Transplantation of cellular therapeutics to the spinal cord is conventionally done with either systemic administration, or local injection following surgical exposure of the spinal cord. For intraparenchymal transplantation, targeting to the spinal cord is based on a combination pre-operative MRI measurements and anatomical landmarks. Our group developed an MR-compatible spinal cord injection system capable of replacing invasive surgical procedures. Here we present the proof-of-principle for percutaneous, intraparenchymal transplantation of stem cells into the spinal cord of a live Gottingen minipig under MRI guidance.

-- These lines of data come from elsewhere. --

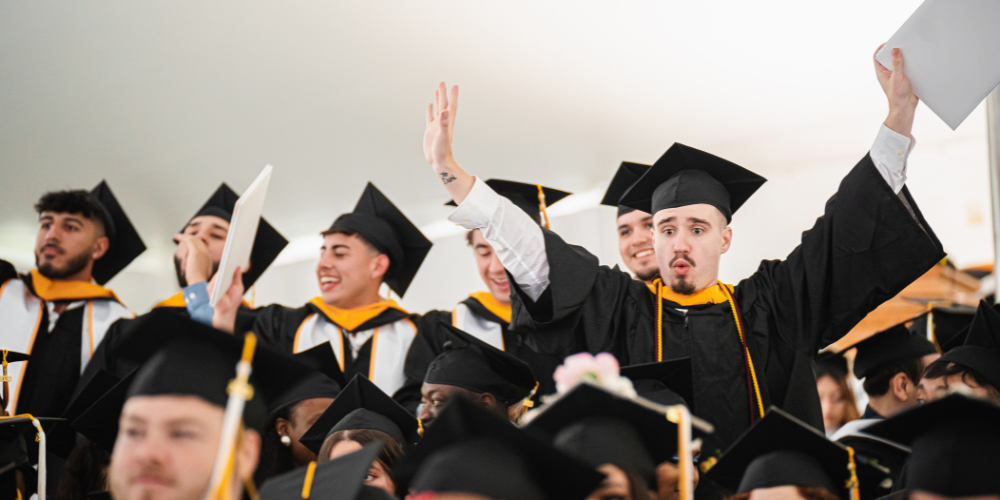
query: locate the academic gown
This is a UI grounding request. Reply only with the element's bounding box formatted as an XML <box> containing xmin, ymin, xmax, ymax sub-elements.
<box><xmin>0</xmin><ymin>260</ymin><xmax>133</xmax><ymax>417</ymax></box>
<box><xmin>405</xmin><ymin>292</ymin><xmax>562</xmax><ymax>399</ymax></box>
<box><xmin>251</xmin><ymin>297</ymin><xmax>420</xmax><ymax>409</ymax></box>
<box><xmin>508</xmin><ymin>155</ymin><xmax>944</xmax><ymax>455</ymax></box>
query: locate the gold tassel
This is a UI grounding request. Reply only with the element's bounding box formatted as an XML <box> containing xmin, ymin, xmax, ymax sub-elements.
<box><xmin>844</xmin><ymin>446</ymin><xmax>861</xmax><ymax>500</ymax></box>
<box><xmin>535</xmin><ymin>184</ymin><xmax>552</xmax><ymax>230</ymax></box>
<box><xmin>302</xmin><ymin>462</ymin><xmax>316</xmax><ymax>498</ymax></box>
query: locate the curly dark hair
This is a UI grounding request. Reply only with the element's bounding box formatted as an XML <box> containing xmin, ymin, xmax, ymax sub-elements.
<box><xmin>35</xmin><ymin>189</ymin><xmax>105</xmax><ymax>235</ymax></box>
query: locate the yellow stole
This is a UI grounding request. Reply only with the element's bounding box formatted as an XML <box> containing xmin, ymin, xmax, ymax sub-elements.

15:18 0872.   Wide-Bore MRI Guided DBS Surgery: Initial Experience
Karl K Vigen1, Deborah Rusy2, Laura Buyan-Dent3, Nancy L Ninman3, and Karl A Sillay4,5
1Radiology, University of Wisconsin-Madison, Madison, WI, United States, 2Anesthesiology, University of Wisconsin-Madison, Madison, WI, United States,3Neurology, University of Wisconsin-Madison, Madison, WI, United States, 4Semmes-Murphy Neurologic and Spine Institute, Memphis, TN, United States,5Neurosurgery and Electrical Engineering & Computer Science, University of Tennessee, Memphis, TN, United States

MRI-guided surgery for deep-brain stimulator (DBS) placement has emerged as a promising alternative for conventional awake DBS surgery. We report initial experience and the targeting accuracy of the procedure in an initial cohort of patients using a 70-cm bore MRI system in a purposely designed MR-OR suite.